4 of 168 comments (clear)

  1. Re:The show is fixed? by JabberWokky · · Score: 5
    Yes, the show is fixed.

    I would decidedly not used the word fixed. The outcome is not predetermined.

    the team leaders who built the crafts on Junkyard Wars.

    Not quite. Unless that particular show was an extreme abberation, the team *experts* are the ones who stock the junkyard. In some cases (the underwater diver episodes, for example), there was no stocking whatsoever. In others (the rocket and steam engine episodes), the junkyard is stocked with pristine, new, tested parts. In both those cases, the reason should be obvious. I would seriously question the common sense of someone who is slapping together a high pressure steam engine in 10 hours and letting people ride in it. Safety is a concern. In the case of rockets, they were focusing on the body construction, not the propulsion, which are almost completely seperate aspects.

    And yes, the corner of the junkyard that is the set is *very* "rich". Lots of working engines, lots of unpunctured batteries. Basically, it's real junk from the rest of the much larger junkyard tossed into the corner.

    Also, in addition to the two days of filming, they used a 3rd day off-camera to finish up their hovercrafts.

    Again, unless it was a very abberant episode, the had 10 hours in one filming day. The next day, they make sure the damn things work. In some cases, they just pull them out and play. In other cases, which they very clearly mention (something along the lines of: "We given both teams some extra time to make sure their /foo/s are up to the task"), they give up to a few hours. Almost always, it is at this point that they get some spray paint and paint their device in team colors.

    It's important to remember that the point of the show is education, not competition. The prize is a wad of welded metal. The experts are generally chosen to present two very different ways of solving the problem and have had time to research the situation. The teams are thrown in with no knowledge of what they are going to build, and have to do the construction themselves. There is (in the British set, and presumably also on the American set) a large facility filled with stuff that you'd get from a Home Depot (a large warehouse style building supply store here in the states). It's behind the vehicle weighstation that's filmed in some of the episodes. That's where the paint, glue, screws, blades, etc all come from. They *have* run out of supplies, and the 10 hours ticked by.

    Incidently, a few more details: they have an hour for lunch, tools down, debate on the blackboard encouraged. The clock stops when the host asks the people to explain what they are doing (as a result, the ten working hours often end at different times for the two teams).

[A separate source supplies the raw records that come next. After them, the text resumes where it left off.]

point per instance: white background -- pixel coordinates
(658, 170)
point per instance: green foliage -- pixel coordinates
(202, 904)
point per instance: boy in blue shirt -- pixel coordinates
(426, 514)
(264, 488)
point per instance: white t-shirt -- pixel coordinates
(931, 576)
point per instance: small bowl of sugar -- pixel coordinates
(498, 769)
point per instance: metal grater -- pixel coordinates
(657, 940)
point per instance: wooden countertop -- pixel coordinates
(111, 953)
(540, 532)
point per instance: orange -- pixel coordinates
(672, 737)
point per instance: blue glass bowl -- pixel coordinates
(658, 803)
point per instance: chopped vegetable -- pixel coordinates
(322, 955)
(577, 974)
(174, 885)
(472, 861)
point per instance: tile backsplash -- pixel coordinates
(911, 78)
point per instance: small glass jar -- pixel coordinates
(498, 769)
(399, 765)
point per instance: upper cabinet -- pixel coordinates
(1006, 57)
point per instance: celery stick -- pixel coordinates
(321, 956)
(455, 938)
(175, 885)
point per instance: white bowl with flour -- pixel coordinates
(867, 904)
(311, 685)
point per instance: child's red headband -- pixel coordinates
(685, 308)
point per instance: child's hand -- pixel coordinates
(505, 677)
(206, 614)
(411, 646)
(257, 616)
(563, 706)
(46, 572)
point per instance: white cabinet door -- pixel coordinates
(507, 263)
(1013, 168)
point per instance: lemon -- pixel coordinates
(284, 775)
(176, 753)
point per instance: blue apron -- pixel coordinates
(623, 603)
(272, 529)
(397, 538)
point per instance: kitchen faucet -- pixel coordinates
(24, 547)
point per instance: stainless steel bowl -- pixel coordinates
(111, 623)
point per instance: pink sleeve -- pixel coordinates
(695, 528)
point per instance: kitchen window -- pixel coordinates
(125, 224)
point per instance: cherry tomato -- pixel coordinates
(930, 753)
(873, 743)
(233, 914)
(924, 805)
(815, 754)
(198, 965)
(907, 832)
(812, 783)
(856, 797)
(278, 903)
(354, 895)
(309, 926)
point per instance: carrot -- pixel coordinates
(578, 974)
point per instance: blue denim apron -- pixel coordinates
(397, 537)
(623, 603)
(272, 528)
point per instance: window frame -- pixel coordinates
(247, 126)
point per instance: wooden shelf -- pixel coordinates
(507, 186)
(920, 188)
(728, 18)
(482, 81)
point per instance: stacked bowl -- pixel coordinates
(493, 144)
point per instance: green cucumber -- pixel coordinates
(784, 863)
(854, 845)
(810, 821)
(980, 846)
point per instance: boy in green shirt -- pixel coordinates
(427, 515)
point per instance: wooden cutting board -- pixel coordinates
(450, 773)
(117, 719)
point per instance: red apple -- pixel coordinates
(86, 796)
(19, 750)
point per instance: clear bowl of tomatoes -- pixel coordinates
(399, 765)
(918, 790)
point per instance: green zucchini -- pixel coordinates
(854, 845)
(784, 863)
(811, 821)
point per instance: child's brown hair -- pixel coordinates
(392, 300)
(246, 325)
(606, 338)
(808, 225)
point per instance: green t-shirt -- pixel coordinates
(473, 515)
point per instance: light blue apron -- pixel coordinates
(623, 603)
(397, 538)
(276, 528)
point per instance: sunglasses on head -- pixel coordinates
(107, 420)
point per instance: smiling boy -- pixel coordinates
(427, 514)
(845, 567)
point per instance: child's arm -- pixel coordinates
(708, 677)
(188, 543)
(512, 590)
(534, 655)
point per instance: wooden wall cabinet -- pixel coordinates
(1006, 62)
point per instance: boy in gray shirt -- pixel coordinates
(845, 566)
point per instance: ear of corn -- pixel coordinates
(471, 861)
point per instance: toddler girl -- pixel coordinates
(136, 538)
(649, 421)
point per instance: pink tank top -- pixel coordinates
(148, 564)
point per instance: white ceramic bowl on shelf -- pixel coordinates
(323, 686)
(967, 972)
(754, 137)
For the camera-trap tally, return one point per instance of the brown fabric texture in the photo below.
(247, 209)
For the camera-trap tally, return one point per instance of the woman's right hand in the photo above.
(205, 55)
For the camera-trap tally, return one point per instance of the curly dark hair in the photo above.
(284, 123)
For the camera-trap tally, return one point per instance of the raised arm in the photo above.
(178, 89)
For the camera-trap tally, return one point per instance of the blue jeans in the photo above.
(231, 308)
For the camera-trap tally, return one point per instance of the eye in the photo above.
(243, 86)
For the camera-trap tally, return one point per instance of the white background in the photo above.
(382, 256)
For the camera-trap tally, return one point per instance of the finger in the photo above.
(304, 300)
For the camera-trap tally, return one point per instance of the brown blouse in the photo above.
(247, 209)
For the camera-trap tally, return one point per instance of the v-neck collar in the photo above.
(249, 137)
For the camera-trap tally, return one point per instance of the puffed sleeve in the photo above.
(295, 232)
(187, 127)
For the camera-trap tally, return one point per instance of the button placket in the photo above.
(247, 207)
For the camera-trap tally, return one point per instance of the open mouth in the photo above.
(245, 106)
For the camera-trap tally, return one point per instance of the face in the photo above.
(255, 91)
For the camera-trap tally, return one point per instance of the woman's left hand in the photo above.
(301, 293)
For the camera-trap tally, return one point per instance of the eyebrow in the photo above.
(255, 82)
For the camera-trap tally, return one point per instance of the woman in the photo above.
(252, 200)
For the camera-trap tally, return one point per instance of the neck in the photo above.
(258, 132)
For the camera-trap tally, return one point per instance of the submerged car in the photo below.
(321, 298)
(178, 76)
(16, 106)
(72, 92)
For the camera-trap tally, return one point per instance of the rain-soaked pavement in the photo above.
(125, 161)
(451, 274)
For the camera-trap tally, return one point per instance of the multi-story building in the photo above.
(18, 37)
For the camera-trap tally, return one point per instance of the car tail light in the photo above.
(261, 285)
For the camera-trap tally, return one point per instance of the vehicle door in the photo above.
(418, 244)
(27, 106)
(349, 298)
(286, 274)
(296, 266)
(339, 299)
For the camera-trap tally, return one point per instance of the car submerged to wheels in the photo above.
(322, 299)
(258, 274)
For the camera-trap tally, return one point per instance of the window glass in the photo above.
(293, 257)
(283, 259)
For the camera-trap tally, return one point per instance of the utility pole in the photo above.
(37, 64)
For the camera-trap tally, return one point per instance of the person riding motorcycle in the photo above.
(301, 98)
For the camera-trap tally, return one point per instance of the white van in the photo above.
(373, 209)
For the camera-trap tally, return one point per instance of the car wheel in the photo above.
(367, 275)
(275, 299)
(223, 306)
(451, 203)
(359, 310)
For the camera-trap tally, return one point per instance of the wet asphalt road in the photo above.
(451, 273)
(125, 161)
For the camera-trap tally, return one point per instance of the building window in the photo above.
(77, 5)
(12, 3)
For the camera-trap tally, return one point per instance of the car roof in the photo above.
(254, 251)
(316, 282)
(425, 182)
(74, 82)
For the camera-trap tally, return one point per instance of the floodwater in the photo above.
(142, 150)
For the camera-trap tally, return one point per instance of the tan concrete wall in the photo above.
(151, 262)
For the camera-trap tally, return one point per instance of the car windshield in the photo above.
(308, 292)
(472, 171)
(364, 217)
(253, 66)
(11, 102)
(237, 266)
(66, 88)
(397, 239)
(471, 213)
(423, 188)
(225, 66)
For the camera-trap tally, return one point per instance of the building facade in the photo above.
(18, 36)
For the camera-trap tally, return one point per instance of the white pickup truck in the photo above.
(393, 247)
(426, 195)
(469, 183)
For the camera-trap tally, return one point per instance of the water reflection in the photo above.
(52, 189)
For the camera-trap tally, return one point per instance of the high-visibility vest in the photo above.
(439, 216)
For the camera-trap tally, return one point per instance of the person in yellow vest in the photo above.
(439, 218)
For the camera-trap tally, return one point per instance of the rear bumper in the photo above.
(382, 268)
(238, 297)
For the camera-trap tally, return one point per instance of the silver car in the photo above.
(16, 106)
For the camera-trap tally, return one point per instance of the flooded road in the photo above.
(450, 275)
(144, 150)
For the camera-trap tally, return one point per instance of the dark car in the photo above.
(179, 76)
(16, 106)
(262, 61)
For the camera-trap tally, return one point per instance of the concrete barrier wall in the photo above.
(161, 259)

    I have almost all the episodes on tape, have interviewed Robert Llewellen for my radio show, and have exchanged emails with a few prior players. I am putting together rules for a micro version of the game for SF Conventions. It's one of the only television shows that have every caught my attention.

    Sure, it's spun to be entertaining. They selectively edit and try to make sure things work; the point is to show how things work. But is it "fixed". No. The teams are genuinely out there trying to win.

    --
    Evan

    --
    "$30 for the One True Ring. $10 each additional ring!" -- JRR "Bob" Tolkien
  2. Re:Too bad the show is fixed... by gmhowell · · Score: 5

    Wish I had mentioned this in my earlier rant (message 30). Why the hell isn't this show reliably captioned? Why, why, why? It seems that the last British season is, but not the first US season (and the world series also was not captioned).

    Battlebots is captioned. (Robot Wars UK is not). Are You Being Served is captioned. Fawlty Towers is not. Half the weird stuff on Sci-Fi is captioned (and what the hell is up with that show they put on at 8:00???) Why can't current episodes of Junkyard Wars be captioned?

    Now, before anyone gets the idea that I'm one of those Deaf Community, ADA nuts, I'm not. My wife is hearing impaired, with a cochlear implant, effectively shutting us out of the 'Deaf community'. (Not to mention that she married a hearing man). And she watches JYW sometimes. Like... When it is captioned!! And she truly get's a kick out of it, but not enough to make time for it.

    More important than my wife is the schools. If TLC wants to be in more, they are going to have to caption more stuff. Some school districts have requirements that captioning is available. And as others have pointed out, JYW is a not bad science/applied engineering problem.

    Finally, that giant sledgehammer the Americans made was cool as shit. I really liked the British team (Hey, all those bikers? Can't go wrong) and I bet Nosh would have had a helluva good time bashing his own machine with the Americans killer sledge.

    There's no problem a big enough hammer won't solve.

    --
    Jesus was all right but his disciples were thick and ordinary. -John Lennon
  3. Junk Yard Wars: Only good show on TV... by dublin · · Score: 5

    I discovered Junk Yard Wars earlier this year, and it has since become a family favorite. Such a favorite, in fact, that my children (a boy, almost 7, and a girl, almost 10) both insisted that I set the VCR to record the JYW 4th of July US vs. UK challenge. Then when we began watching over at my folks' house and realized it was a *two* hour special edition, all plans for watching fireworks went right out the window, and we stayed put to see who could smash that Jetta the flattest.

    The show is very well-done, and I think it's not only entertaining and funny, but one of the most educational shows on TV, teching basic physical and mechnical principles and reasoning seamlessly as an adjunct to the competition. Sure, the yard is occasionally seeded with stuff that would not typically be in a junkyard (propellers and a surprising number of running engines, for example), but that really doesn't detract from the incredible feat of inventing and fabricating a usable machine in only 10 hours. More incredible to me is how often very different approaches turn out to be quite closely matched when they compete.

    This is truly one of the best shows on TV, and the only one my family watches on a regular basis! If you haven't checked it out, you owe it to yourself to do so, especially if you've ever harbored any leanings to be a mech hacker..

    --
    "The future's good and the present is nothing to sneeze at." - Roblimo's last ./ post
  4. Finally by epseps · · Score: 5

    Creativity with junk will be competing with crap.